Dia Mundial contra o Trabalho Infantil

Trabalho Infantil
A chuva caía numa manhã cinzenta e fria daquele inverno que se previa tão rigoroso enquanto a agitação pairava no ar. Na rua ouvia-se, além do som da chuva a bater naquela calçada bem portuguesa, o som de buzinas que sobressaía por entre toda aquela confusão matinal. Lisboetas mal-humorados, mas engravatados, conduziam carros potentes e elegantes por uma das mais emblemáticas ruas da cidade, enquanto falavam ao telefone com ar altivo e superior, mas talvez desculpando-se do atraso que teriam naquela manhã. Afinal, era segunda-feira e conheceremos nós algum humilde mortal com um sorriso estampado no rosto cansado neste dia da semana?

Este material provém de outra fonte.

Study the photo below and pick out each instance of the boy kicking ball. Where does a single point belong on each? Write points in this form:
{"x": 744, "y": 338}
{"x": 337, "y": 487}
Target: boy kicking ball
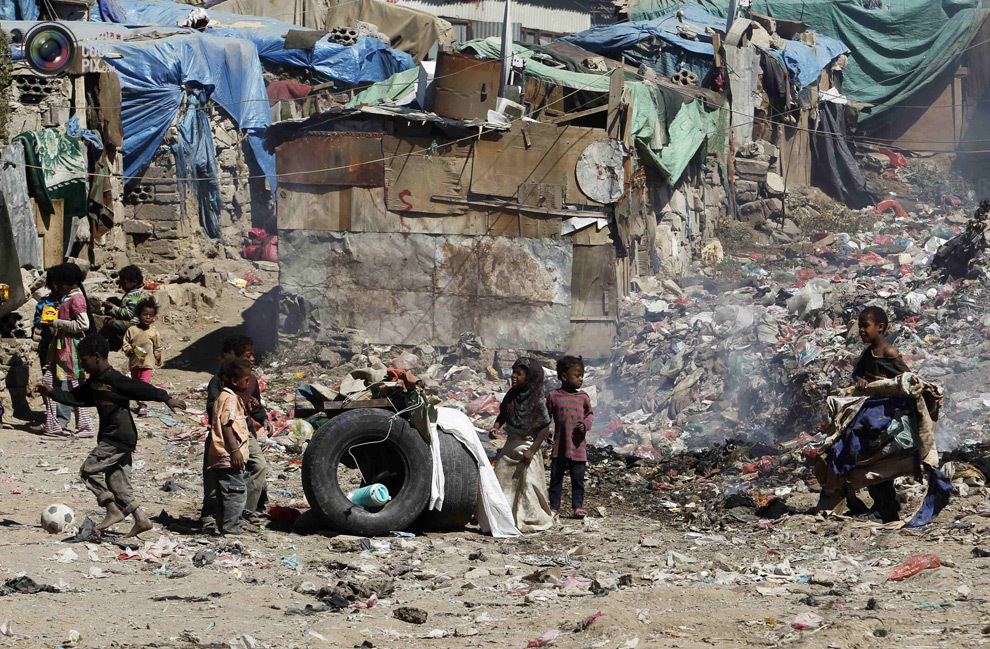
{"x": 107, "y": 469}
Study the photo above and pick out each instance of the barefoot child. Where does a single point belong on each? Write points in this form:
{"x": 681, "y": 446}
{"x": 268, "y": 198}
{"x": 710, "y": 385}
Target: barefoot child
{"x": 123, "y": 310}
{"x": 519, "y": 468}
{"x": 572, "y": 419}
{"x": 63, "y": 369}
{"x": 867, "y": 444}
{"x": 878, "y": 361}
{"x": 228, "y": 451}
{"x": 256, "y": 471}
{"x": 106, "y": 470}
{"x": 143, "y": 345}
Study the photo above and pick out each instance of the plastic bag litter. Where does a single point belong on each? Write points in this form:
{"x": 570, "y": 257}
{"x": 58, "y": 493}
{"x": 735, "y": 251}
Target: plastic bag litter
{"x": 811, "y": 298}
{"x": 300, "y": 428}
{"x": 807, "y": 621}
{"x": 914, "y": 565}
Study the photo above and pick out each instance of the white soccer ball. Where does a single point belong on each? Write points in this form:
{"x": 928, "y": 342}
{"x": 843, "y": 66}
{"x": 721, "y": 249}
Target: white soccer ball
{"x": 57, "y": 518}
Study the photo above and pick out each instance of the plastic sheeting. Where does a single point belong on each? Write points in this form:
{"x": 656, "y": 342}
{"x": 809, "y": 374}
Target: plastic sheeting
{"x": 17, "y": 204}
{"x": 19, "y": 10}
{"x": 804, "y": 63}
{"x": 153, "y": 75}
{"x": 369, "y": 61}
{"x": 834, "y": 168}
{"x": 897, "y": 50}
{"x": 196, "y": 157}
{"x": 659, "y": 116}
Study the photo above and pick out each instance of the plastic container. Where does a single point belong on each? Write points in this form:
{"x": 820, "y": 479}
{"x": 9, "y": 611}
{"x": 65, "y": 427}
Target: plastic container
{"x": 374, "y": 495}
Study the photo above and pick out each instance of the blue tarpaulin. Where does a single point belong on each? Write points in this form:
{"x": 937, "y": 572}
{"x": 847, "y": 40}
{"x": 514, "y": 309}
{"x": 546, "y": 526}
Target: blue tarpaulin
{"x": 369, "y": 61}
{"x": 803, "y": 63}
{"x": 19, "y": 10}
{"x": 153, "y": 75}
{"x": 196, "y": 157}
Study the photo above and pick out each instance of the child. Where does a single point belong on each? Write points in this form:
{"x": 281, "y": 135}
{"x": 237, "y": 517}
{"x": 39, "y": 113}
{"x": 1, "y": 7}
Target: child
{"x": 143, "y": 345}
{"x": 68, "y": 329}
{"x": 228, "y": 451}
{"x": 256, "y": 472}
{"x": 572, "y": 416}
{"x": 519, "y": 468}
{"x": 17, "y": 386}
{"x": 106, "y": 470}
{"x": 878, "y": 361}
{"x": 45, "y": 336}
{"x": 123, "y": 310}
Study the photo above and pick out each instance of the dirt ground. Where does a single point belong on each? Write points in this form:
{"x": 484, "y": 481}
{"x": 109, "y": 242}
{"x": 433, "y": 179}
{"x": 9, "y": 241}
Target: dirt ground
{"x": 657, "y": 583}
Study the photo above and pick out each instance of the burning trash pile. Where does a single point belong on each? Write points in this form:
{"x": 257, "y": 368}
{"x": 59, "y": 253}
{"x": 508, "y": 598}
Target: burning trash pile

Ora, tudo isto era observado por Mia todas as manhãs. Neste caso, a uma segunda-feira antes do pai chegar, escondia-se no pequeno armazém por trás da loja e espreitava toda esta vida por ela desconhecida por detrás daquele vidro sujo e minúsculo. A pequena ficava maravilhada com toda aquela vivacidade, gostava especialmente de ver as crianças da sua idade brincar. Estas pulavam e gritavam como passarinhos livres e despreocupados cuja sua única preocupação era ver se vinha algum carro antes de atravessarem a estrada.
 A menina, ao estar ali, sentia-se longe da realidade, mas mesmo assim não se esquecia de ir olhando para o relógio e pedir-lhe com jeitinho que parasse e a deixasse viver aquele sonho durante mais algum tempo ou talvez para sempre, se não fosse pedir muito.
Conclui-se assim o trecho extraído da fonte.